Failover between regions with HCP Consul Dedicated
This topic describes the disaster recovery setup for HCP Consul Dedicated clusters, including how to configure multiple HCP Consul Dedicated clusters to handle a total region failure by automatically routing service traffic to instances deployed in other regions.
For more information about service failover strategies Consul supports, refer to Failover overview in the Consul documentation.
Introduction
HCP Consul Dedicated clusters are designed to recover from almost all disasters automatically. However, we recommend that you set up a few resources of your own to minimize network disruption during a total region failure. Because HCP Consul Dedicated clusters are deployed to a user-specified region, you must use multiple clusters to architect against a region failure.

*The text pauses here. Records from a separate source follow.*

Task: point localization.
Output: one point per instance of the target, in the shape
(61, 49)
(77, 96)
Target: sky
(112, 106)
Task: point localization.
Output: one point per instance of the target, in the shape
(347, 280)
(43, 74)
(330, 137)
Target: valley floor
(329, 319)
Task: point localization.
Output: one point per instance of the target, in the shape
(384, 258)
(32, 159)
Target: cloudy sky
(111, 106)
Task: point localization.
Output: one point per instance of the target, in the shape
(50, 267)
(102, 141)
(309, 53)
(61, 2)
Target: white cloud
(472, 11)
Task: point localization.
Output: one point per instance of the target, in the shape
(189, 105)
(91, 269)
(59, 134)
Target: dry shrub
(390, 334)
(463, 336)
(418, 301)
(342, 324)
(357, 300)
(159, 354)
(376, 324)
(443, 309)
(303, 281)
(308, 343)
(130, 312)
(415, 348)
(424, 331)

To implement a minimal failover strategy, deploy two HCP Consul Dedicated clusters in separate regions, with separate instances of the same service deployed in each region. You should deploy Consul clusters in the same region as your services to satisfy both latency requirements and limit the blast radius of large-scale disasters. Then when one region fails, you can failover to services deployed in the other region.

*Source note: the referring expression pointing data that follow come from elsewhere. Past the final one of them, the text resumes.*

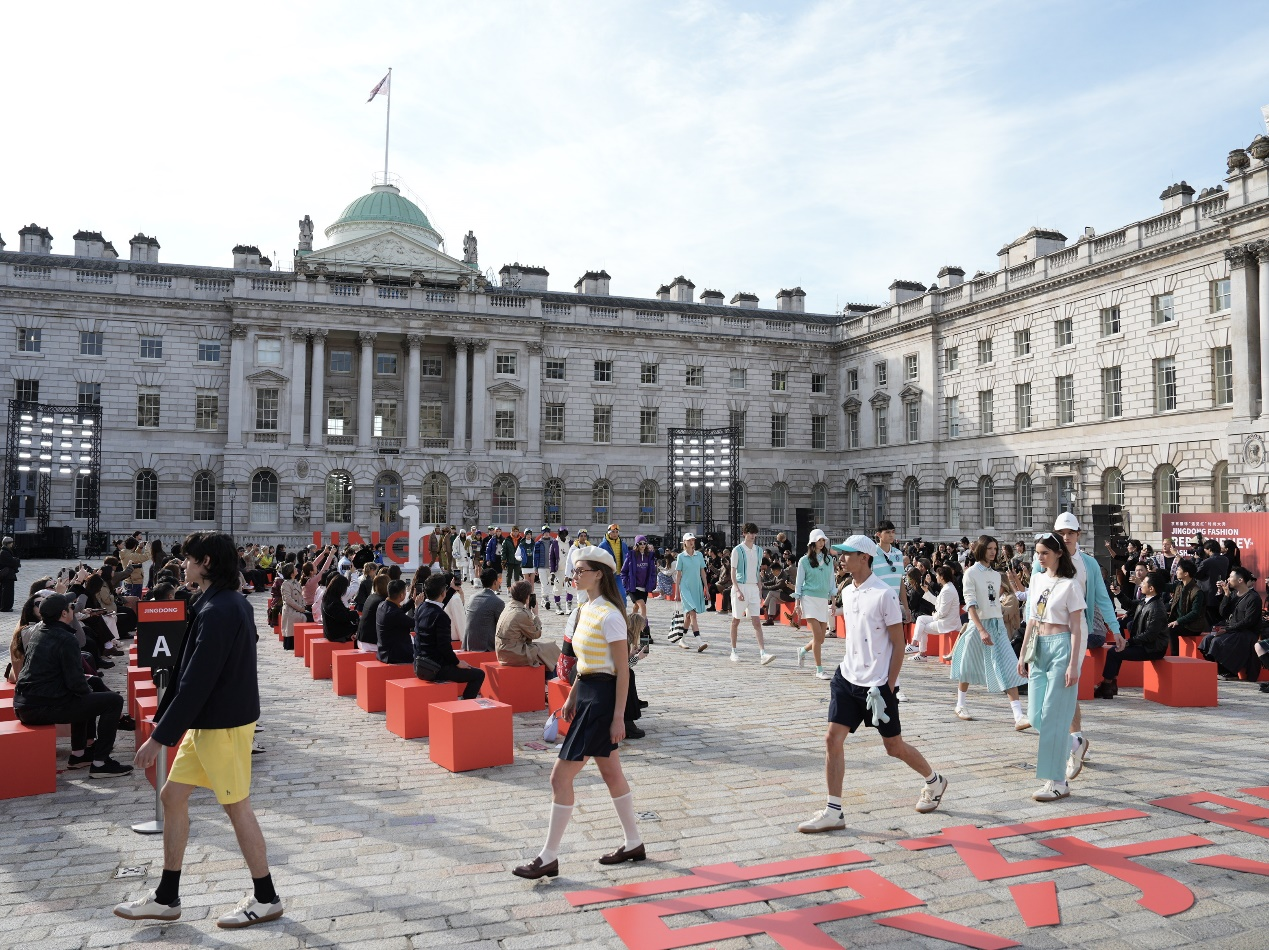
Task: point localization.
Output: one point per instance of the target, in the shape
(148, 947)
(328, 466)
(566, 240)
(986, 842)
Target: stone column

Create a new HCP Consul Dedicated cluster in an alternative region
- Sign in to the HCP Portal.
- Select the organization or project where you want to create the new cluster.
- Click Consul.
- From the Consul Overview, click Create a Consul cluster.
- Use the workflow to create a new HCP Consul Dedicated cluster. Give your cluster a name, select a size, and configure accessibility.
It usually takes between 5 and 10 minutes to create the new cluster.
Configure and deploy services to alternative region
After the new HCP Consul Dedicated cluster is created, configure Consul and deploy all necessary services to the second region. You can deploy all of your services or just a critical subset, depending on your recovery time or recovery point objectives.
You must also register these services to the Consul datacenter in order to route traffic from another region to them.
Setup a global failover policy
During a total region outage, you are not able to communicate with the services and the Consul cluster in that region. Therefore, you must set up a global failover policy that can reroute network traffic to your alternative region and the services running there. This failover policy should be triggered by your own disaster recovery procedures.
Setup cluster peering between clusters
While not required to recover from a regional outage, to provide additional resiliency against service outages, we recommend that you peer the two Consul clusters and setup sameness groups.